Marco Girardo ha ricordato invece il significato della presenza del quotidiano della Conferenza Episcopale Italiana sul territorio: esserci con uno stile, lo stile di un giornale che vuole accompagnare la realtà con ascolto, profondità e speranza, offrendo uno sguardo capace di leggere il presente.

Mauro Ungaro ha infine espresso un sentito ringraziamento alla Parrocchia di Sant’Eufemia e a don Paolo, riconoscendo la caparbietà con cui negli anni è stata voluta e fatta crescere questa iniziativa, divenuta oggi un punto di riferimento dell’estate culturale e spirituale gradese.

Ospite della serata è stato il poeta e scrittore Davide Rondoni, intervistato da Angela Calvini, in un dialogo intenso dedicato a San Francesco, nell’anno che ricorda gli ottocento anni della sua morte.

Più che una conferenza, è stato un viaggio dentro l’uomo Francesco e, attraverso di lui, dentro il cuore dell’uomo di oggi.

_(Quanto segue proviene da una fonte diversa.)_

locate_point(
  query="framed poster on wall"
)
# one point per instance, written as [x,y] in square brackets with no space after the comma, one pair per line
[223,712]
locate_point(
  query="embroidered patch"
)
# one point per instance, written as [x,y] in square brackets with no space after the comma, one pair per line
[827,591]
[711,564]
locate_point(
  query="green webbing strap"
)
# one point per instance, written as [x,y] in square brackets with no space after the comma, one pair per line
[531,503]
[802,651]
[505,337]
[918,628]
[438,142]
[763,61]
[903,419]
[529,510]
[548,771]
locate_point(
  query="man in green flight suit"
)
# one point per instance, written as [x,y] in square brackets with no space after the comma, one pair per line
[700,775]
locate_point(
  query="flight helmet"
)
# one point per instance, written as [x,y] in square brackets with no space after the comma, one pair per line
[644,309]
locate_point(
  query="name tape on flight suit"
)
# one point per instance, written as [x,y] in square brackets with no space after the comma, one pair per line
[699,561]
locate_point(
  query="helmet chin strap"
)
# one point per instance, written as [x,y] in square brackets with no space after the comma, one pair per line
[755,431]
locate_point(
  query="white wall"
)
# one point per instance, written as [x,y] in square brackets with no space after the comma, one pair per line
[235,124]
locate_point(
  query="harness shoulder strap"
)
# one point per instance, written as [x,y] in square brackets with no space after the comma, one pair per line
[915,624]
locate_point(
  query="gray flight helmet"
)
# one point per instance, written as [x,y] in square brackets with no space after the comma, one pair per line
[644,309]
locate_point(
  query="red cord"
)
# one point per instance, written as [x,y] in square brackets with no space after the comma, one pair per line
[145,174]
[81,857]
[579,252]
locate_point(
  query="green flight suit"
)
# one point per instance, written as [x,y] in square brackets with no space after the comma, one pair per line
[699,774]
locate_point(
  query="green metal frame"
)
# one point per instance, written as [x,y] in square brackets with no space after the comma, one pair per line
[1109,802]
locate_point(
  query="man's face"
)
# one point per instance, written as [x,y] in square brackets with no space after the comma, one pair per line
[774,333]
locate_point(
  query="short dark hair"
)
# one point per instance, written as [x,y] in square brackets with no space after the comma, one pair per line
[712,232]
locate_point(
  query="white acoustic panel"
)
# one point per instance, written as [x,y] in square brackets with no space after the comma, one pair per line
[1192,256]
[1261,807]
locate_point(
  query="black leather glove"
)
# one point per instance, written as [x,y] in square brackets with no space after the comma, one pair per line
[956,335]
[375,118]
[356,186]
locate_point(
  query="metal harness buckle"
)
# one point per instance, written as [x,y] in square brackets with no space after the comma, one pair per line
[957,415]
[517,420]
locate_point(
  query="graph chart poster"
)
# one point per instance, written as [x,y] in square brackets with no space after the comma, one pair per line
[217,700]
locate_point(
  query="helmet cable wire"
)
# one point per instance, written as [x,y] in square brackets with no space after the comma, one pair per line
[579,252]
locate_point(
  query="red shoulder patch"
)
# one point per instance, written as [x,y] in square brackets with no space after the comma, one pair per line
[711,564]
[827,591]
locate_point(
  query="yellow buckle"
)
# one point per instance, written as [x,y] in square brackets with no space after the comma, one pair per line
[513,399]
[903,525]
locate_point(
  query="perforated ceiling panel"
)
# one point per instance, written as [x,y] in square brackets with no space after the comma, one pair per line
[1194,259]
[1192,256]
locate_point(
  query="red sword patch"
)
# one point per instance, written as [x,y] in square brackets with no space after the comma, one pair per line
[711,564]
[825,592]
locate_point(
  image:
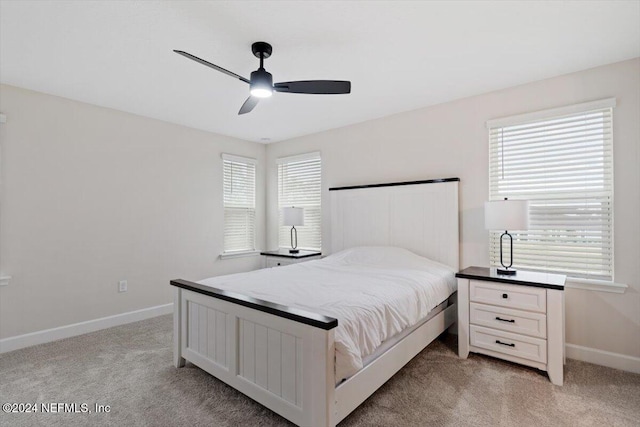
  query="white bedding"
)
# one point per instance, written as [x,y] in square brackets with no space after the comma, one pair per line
[374,292]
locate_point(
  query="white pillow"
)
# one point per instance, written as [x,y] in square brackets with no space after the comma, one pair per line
[384,257]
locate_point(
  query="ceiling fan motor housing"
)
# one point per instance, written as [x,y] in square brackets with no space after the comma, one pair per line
[261,79]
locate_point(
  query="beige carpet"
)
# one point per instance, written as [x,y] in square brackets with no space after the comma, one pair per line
[130,369]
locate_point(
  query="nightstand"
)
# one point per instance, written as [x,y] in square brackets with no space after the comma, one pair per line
[518,318]
[283,257]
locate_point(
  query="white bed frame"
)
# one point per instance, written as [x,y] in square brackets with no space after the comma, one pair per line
[284,358]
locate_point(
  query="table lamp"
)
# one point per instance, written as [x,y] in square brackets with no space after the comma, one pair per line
[291,217]
[506,215]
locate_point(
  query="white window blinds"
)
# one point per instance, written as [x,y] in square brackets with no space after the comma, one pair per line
[299,185]
[562,163]
[239,203]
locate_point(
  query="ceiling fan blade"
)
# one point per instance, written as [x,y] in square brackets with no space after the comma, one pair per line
[320,87]
[210,65]
[249,105]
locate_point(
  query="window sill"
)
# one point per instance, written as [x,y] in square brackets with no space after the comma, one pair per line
[230,255]
[595,285]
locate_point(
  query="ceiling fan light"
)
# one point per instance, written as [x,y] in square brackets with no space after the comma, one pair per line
[261,92]
[261,83]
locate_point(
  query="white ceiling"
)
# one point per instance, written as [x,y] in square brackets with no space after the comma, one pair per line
[399,56]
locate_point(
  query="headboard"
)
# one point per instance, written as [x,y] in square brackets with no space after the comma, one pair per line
[421,216]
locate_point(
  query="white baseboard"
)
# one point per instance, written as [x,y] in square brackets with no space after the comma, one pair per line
[604,358]
[54,334]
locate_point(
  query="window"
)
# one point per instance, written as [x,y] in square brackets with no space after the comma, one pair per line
[299,185]
[561,161]
[239,203]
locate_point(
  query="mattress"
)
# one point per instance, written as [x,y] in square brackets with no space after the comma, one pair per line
[374,292]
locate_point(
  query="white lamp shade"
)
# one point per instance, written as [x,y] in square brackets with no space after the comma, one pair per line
[292,216]
[506,215]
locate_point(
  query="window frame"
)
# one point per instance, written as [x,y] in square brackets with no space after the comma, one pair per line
[312,213]
[547,115]
[247,161]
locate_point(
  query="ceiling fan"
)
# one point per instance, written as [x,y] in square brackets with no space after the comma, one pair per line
[261,82]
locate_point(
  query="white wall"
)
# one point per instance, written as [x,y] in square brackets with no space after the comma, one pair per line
[92,195]
[450,140]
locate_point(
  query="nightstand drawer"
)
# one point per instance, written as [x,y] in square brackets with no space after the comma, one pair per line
[516,321]
[504,342]
[278,262]
[519,297]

Rondoni ha offerto immagini e parole che rimangono impresse. Ha ricordato come la “perfetta letizia” non significhi ingenuità o assenza di dolore, ma fertilità: anche le ferite possono diventare terreno fecondo, se sappiamo usare “il concime giusto”. La vita non elimina il dolore, ma può trasformarlo.

Ha poi sottolineato una distinzione tanto semplice quanto decisiva: «Francesco è estremo, non estremista.» Vive il Vangelo fino in fondo, senza trasformarlo in ideologia. La radicalità dell’amore non genera chiusura, ma libertà.

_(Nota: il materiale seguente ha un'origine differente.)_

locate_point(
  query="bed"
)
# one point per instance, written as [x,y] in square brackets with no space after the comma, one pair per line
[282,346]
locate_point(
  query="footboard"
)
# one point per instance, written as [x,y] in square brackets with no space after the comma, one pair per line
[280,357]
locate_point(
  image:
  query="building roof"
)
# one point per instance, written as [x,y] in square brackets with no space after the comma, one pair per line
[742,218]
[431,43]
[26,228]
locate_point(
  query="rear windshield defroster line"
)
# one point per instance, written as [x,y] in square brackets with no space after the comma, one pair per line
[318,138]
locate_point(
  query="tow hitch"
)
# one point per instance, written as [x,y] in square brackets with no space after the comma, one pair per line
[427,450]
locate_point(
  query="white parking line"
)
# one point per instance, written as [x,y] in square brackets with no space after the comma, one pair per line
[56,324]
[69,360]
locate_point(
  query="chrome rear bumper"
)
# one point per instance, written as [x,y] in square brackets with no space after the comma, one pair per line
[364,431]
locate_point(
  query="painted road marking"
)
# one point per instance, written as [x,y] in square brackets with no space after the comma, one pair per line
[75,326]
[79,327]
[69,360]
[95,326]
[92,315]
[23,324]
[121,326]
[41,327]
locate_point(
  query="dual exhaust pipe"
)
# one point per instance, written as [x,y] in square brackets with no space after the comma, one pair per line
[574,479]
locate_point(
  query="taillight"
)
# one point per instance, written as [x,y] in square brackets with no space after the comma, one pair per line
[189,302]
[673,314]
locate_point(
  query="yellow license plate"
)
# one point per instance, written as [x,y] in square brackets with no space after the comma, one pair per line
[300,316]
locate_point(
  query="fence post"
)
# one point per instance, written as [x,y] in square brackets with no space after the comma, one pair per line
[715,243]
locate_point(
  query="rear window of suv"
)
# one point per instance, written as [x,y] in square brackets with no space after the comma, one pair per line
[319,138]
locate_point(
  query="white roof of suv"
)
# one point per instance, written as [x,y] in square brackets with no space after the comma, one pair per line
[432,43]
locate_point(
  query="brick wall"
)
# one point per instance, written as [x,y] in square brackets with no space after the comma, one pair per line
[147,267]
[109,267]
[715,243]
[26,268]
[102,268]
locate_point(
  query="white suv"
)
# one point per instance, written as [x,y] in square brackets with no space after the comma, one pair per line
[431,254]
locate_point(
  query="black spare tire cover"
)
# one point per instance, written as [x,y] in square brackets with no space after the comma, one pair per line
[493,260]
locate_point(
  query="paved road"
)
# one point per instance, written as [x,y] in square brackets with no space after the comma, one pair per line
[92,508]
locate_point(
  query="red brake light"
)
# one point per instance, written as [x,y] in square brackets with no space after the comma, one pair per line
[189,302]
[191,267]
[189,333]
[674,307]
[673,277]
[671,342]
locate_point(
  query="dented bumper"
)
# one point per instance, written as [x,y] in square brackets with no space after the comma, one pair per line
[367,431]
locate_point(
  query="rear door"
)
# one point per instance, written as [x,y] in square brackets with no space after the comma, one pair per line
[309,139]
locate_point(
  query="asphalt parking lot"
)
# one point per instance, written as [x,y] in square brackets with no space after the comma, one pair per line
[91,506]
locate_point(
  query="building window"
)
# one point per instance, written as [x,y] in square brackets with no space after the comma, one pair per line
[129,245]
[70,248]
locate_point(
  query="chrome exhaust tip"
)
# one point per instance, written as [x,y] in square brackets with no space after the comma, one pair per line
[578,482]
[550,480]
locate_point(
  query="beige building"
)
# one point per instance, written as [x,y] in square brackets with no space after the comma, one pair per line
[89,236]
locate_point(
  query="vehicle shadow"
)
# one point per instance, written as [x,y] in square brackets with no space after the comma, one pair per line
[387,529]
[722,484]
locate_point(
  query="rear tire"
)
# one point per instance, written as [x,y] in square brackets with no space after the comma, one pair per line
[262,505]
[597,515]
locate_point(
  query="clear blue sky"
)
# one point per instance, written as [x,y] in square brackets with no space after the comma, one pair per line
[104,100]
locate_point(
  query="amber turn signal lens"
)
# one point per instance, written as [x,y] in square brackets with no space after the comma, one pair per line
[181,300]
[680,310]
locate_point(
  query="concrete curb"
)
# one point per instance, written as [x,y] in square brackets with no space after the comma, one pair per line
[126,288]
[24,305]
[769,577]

Secondo Rondoni, Francesco ci regala ancora oggi le parole giuste per stare al mondo, perché prima di tutto è un uomo commosso da Cristo. Non un eroe costruito da se stesso, ma un uomo raggiunto da un incontro che gli cambia la vita.

Con grande umiltà il poeta ha aggiunto una definizione di sé che ha colpito molti presenti: «Sono un povero Cristo salvato.» Una frase che richiama il cuore della fede cristiana: nessuno si salva da solo.

Tra i passaggi più intensi anche la riflessione sul perdono. La qualità della natura umana si misura nella capacità di perdonare, ma il perdono non può essere imposto: nasce dalla libertà e dall’amore. Per questo il Vangelo continua a provocare ogni uomo con un invito tanto esigente quanto liberante: perdonare sempre.

Una serata di cultura, fede e umanità, nella quale la parola poetica si è intrecciata con il Vangelo, ricordando che San Francesco continua ancora oggi ad indicare una strada capace di parlare al cuore dell’uomo contemporaneo.